Single by Khalid
- Released: January 11, 2020
- Length: 3:26
- Label: RCA
- Songwriter(s): Khalid Robinson; Denis Kosiak; Jamil "Digi" Chammas; Kaelyn Behr; Khirye Tyler; Simon Rosen;
- Producer(s): Jamil "Digi" Chammas; Simon Says;

Khalid singles chronology
| "Up All Night" (2019) | "Eleven" (2020) | "Know Your Worth" (2020) |

= Eleven (Khalid song) =

"Eleven" is a song by American singer Khalid, released on January 11, 2020, from RCA Records.
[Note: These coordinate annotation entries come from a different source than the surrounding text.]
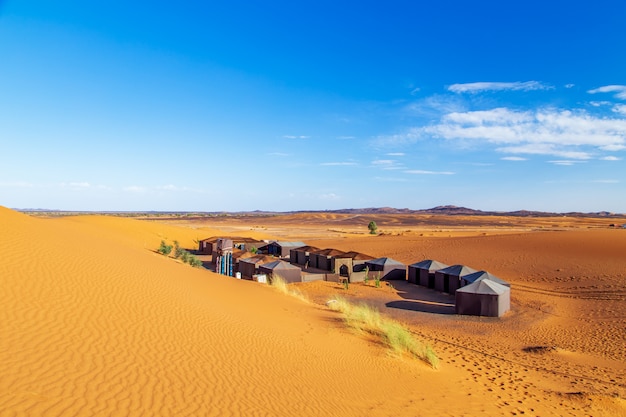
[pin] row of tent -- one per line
(476, 292)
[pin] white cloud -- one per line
(17, 184)
(387, 164)
(422, 172)
(497, 86)
(135, 189)
(338, 163)
(619, 90)
(619, 108)
(606, 181)
(565, 162)
(563, 133)
(600, 103)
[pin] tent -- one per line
(248, 266)
(449, 279)
(423, 273)
(301, 255)
(389, 268)
(480, 275)
(483, 298)
(285, 270)
(351, 265)
(323, 258)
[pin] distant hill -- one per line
(447, 210)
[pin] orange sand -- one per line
(94, 322)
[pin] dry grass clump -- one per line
(369, 320)
(279, 283)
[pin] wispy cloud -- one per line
(423, 172)
(17, 184)
(619, 90)
(497, 86)
(387, 164)
(135, 189)
(606, 181)
(348, 163)
(619, 108)
(564, 133)
(566, 162)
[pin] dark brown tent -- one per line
(281, 249)
(249, 266)
(480, 275)
(351, 265)
(423, 273)
(323, 258)
(483, 298)
(449, 279)
(389, 269)
(285, 270)
(300, 256)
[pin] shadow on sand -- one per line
(422, 299)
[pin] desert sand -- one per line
(95, 322)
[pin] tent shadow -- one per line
(422, 306)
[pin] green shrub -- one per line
(398, 338)
(164, 249)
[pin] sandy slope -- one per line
(93, 322)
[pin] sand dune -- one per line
(94, 322)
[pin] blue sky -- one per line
(313, 105)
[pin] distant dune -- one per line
(95, 322)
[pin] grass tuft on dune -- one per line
(364, 318)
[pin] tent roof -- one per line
(307, 248)
(458, 270)
(481, 275)
(289, 244)
(279, 265)
(329, 252)
(356, 256)
(384, 261)
(484, 286)
(430, 265)
(257, 258)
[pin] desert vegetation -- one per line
(366, 319)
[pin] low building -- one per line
(448, 279)
(280, 249)
(483, 298)
(288, 272)
(386, 268)
(481, 275)
(423, 273)
(350, 265)
(300, 256)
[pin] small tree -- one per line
(178, 251)
(164, 249)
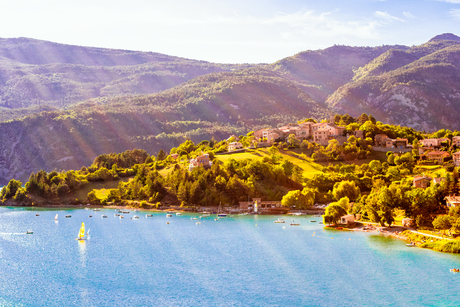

Its remix features American R&B singer Summer Walker, who co-wrote the song alongside Jamil "Digi" Chammas and Simon Says, who also produced the track.

==Charts==

Chart performance for "Eleven"
| Chart (2020) | Peak position |
|---|---|
| Australia (ARIA) | 48 |
| Canada (Canadian Hot 100) | 52 |
| Ireland (IRMA) | 53 |
| New Zealand Hot Singles (RMNZ) | 7 |
| Portugal (AFP) | 112 |
| Sweden (Sverigetopplistan) | 71 |
| Switzerland (Schweizer Hitparade) | 74 |
| UK Singles (OCC) | 70 |
| US Billboard Hot 100 | 83 |
| US Hot R&B/Hip-Hop Songs (Billboard) | 39 |

==Certifications==

Certifications for "Eleven"
| Region | Certification | Certified units/sales |
| Australia (ARIA) | Gold | 35,000^{‡} |
| Brazil (Pro-Música Brasil) | Gold | 20,000^{‡} |
| New Zealand (RMNZ) | Platinum | 30,000^{‡} |
^{‡} Sales+streaming figures based on certification alone.